Presidente da Câmara de Joinville critica estratégia do NOVO e defende Adriano Silva como candidato ao governo de SC

 

Diego Machado (PSD) aponta incoerência partidária e questiona mudança de postura do NOVO ao se aproximar do PL

Política | Joinville
Joinville, 4 de fevereiro de 2026

Durante a sessão da Câmara de Vereadores de Joinville realizada nesta terça-feira (4), o presidente do Legislativo municipal, vereador Diego Machado (PSD), fez críticas públicas à condução política do Partido NOVO na articulação que aproximou o prefeito Adriano Silva do governador de Santa Catarina, Jorginho Mello (PL).

Em sua fala no plenário, Diego afirmou manter uma relação de respeito com o prefeito, mas avaliou que a estratégia adotada pelo partido contraria os princípios históricos da legenda e desconsidera o peso político de Adriano Silva no cenário estadual.

“Tenho um excelente relacionamento com o Adriano, o admiro, mas isso não impede de termos opiniões diferentes, como essa decisão absolutamente incoerente e que vai contra tudo o que o Partido NOVO sempre defendeu”, afirmou.

Ao resgatar o histórico recente do Partido NOVO em Santa Catarina, o presidente da Câmara destacou que a legenda só alcançou projeção no estado a partir da eleição de Adriano Silva, sustentando que o partido falhou ao não reconhecer sua principal liderança.

“O NOVO só existe porque o Adriano existe. O Adriano é maior que o NOVO. Se o Adriano sair, sobra o quê?”, questionou.

Diego Machado também relembrou o período em que a administração municipal enfrentou forte oposição do PL, com ataques políticos e tentativas de abertura de Comissões Parlamentares de Inquérito (CPIs). Segundo ele, a estabilidade política naquele momento foi garantida pela base aliada, especialmente pelos partidos PSD e União Brasil.

Outro ponto abordado foi o processo eleitoral. De acordo com Diego, o Partido NOVO não possuía estrutura suficiente para uma disputa majoritária, como tempo de televisão e espaço em debates, cenário que, segundo ele, só foi possível graças à coligação formada à época.

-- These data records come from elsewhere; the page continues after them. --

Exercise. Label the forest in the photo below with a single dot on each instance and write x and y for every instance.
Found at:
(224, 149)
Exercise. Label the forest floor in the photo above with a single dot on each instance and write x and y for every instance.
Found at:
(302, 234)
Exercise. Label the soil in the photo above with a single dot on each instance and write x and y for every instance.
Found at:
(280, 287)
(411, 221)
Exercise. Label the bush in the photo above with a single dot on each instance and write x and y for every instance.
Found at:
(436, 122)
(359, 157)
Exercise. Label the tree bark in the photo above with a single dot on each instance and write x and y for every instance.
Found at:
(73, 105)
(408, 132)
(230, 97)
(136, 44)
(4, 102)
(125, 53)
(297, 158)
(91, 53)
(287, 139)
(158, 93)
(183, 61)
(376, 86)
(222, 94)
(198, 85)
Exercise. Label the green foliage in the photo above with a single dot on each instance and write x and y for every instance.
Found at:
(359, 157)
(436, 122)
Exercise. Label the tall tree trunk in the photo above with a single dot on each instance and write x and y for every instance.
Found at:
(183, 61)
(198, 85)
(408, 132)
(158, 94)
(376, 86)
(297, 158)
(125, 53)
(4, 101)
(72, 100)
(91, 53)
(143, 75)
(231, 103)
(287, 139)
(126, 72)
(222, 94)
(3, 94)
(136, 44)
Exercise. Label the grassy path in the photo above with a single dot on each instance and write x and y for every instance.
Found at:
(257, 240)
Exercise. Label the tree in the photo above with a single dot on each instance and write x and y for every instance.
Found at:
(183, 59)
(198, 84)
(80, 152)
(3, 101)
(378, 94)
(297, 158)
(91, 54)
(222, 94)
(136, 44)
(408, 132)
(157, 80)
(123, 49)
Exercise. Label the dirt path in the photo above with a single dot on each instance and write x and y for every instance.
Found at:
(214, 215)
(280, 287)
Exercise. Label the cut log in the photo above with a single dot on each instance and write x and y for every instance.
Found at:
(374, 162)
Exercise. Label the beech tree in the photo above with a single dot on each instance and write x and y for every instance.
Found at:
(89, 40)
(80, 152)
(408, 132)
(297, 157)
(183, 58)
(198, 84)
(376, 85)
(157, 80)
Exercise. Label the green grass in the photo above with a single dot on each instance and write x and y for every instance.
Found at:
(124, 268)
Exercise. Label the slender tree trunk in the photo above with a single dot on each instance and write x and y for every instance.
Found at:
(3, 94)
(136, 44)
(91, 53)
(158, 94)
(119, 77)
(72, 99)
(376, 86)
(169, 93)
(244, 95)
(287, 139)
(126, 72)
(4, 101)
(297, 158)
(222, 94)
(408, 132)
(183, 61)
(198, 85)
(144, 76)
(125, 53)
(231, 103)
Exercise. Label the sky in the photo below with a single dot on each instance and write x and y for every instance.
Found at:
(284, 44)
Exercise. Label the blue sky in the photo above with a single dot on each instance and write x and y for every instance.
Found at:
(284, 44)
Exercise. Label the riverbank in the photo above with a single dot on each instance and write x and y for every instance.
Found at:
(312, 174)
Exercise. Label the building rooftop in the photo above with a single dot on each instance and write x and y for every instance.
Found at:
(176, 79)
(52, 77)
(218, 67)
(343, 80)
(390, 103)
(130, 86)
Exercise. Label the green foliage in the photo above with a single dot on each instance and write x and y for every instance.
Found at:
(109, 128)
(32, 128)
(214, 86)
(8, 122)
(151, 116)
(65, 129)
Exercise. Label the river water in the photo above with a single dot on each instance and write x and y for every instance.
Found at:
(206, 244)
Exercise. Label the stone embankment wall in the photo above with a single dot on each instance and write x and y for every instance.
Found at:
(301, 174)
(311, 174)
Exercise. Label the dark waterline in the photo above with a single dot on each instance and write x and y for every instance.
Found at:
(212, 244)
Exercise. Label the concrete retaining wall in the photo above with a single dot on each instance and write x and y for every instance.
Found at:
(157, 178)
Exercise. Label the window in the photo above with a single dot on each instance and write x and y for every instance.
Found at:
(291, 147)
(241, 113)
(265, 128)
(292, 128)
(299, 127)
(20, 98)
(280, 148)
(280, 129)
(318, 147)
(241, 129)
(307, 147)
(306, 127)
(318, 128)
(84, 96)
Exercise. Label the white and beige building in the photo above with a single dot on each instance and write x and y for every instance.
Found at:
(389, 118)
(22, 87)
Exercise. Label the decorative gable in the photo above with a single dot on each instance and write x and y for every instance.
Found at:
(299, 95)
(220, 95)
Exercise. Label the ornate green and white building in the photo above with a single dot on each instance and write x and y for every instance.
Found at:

O presidente da Câmara também criticou a falta de articulação institucional das lideranças do NOVO com o Legislativo municipal, apontando ausência de diálogo com a Casa.

“Estou no quarto ano como presidente da Câmara e nunca recebi a visita dos presidentes municipal e estadual do partido. O presidente estadual, que é de Joinville, eu nunca vi, nem conheço”, declarou.

Ao final, Diego Machado direcionou suas críticas à mudança de posicionamento do Partido NOVO em relação ao governador Jorginho Mello e ao PL. Ele lembrou que, por anos, lideranças da legenda fizeram críticas públicas ao atual governador e avaliou que a guinada política representa um projeto partidário que coloca a principal liderança municipal em segundo plano.


Análise da contextualização Política

Sob a ótica da ciência política, a manifestação do presidente da Câmara de Joinville revela um fenômeno recorrente no sistema partidário brasileiro: a tensão entre lideranças executivas locais consolidadas e estratégias partidárias definidas em instâncias superiores.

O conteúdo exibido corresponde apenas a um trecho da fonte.